Some scientists say that cenotes are part of something even larger. Using imagery collected from NASA shuttle missions, scientists have been studying a large, multi-ringed crater centered near the town of Puerto Chicxilub on the Yucatan peninsula. It is believed that the crater was formed by a meteorite which slammed into the Earth more than 65 million years ago, and is linked to a major biological catastrophe where more than 50 percent of the Earth’s species, including the dinosaurs, became extinct.  As a result, the Ring of Cenotes at Chicxilub took shape, creating the foundation for the geohydrologic features of the peninsula, including the cenotes!
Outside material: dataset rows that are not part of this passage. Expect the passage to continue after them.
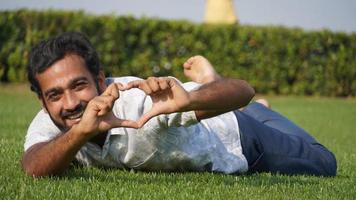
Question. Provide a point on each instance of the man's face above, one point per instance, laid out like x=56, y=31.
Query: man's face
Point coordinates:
x=67, y=86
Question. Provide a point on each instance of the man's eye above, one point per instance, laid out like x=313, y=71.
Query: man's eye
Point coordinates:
x=53, y=97
x=80, y=85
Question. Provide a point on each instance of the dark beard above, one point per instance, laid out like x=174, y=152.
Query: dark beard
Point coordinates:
x=62, y=127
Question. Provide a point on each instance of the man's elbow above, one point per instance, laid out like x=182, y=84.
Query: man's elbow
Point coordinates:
x=33, y=169
x=248, y=92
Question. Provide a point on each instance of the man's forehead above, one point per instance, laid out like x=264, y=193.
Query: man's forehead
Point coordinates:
x=63, y=72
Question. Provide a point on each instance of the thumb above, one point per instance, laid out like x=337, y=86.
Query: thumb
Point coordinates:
x=117, y=123
x=147, y=116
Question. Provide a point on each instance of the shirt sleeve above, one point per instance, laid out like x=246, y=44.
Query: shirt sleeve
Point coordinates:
x=41, y=129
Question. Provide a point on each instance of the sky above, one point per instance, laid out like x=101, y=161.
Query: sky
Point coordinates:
x=335, y=15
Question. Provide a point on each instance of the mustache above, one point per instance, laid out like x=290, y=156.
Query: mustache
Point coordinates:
x=78, y=109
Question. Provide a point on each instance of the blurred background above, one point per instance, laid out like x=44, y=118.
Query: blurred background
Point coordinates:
x=336, y=15
x=286, y=47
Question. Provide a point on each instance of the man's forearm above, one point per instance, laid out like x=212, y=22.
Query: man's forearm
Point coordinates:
x=220, y=96
x=53, y=157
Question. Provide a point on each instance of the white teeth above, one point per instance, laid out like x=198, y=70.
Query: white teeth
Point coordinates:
x=75, y=116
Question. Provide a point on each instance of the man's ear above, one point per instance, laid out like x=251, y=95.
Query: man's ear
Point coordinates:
x=43, y=104
x=101, y=81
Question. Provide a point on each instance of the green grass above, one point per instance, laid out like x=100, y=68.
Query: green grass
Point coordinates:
x=331, y=121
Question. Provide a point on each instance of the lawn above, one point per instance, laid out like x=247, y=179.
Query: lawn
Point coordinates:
x=332, y=121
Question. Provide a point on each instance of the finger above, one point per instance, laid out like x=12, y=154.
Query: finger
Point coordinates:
x=163, y=83
x=133, y=84
x=187, y=65
x=102, y=104
x=141, y=84
x=112, y=90
x=124, y=123
x=146, y=117
x=153, y=84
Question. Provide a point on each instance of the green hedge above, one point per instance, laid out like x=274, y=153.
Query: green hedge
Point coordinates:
x=273, y=59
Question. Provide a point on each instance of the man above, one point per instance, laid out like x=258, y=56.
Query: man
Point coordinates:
x=156, y=124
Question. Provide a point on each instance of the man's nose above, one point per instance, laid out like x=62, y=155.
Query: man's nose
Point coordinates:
x=71, y=101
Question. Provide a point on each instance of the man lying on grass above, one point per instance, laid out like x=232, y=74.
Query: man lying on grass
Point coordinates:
x=157, y=124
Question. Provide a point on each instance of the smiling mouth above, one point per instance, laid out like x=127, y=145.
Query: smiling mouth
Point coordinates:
x=75, y=116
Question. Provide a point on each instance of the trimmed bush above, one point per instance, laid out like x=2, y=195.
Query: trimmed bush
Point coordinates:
x=274, y=60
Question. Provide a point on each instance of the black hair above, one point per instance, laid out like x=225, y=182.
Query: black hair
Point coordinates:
x=47, y=52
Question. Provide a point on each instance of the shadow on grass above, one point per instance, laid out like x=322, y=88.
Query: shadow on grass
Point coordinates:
x=197, y=178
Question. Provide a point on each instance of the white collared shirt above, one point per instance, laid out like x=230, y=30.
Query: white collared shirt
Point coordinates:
x=168, y=142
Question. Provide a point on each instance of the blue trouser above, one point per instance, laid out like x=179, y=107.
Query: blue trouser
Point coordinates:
x=272, y=143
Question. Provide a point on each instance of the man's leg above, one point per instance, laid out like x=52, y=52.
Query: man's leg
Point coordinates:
x=272, y=143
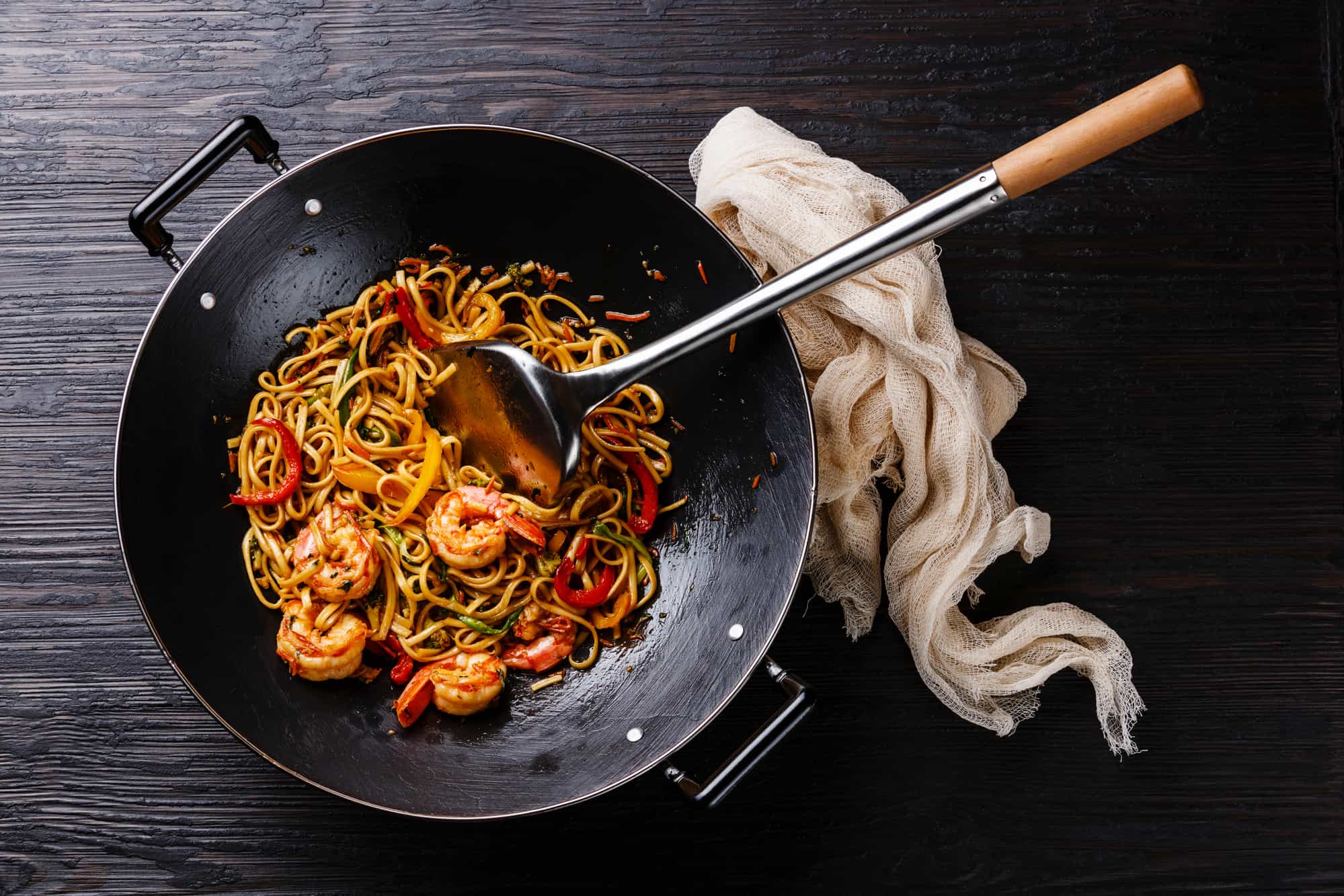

Cenotes have been called the soul of the jungle. To visit a cenote today is to travel to a portal of harmony with the mystery of nature. As a blogger named Enduran (http://blog.xenotes.com/en/types-of-cenotes-in-the-yucatan-peninsula/) so poetically puts it, “Respect their history and the cenote itself will restore the natural beauty, giving us the opportunity to find inside of ourselves, the same magic it keeps.”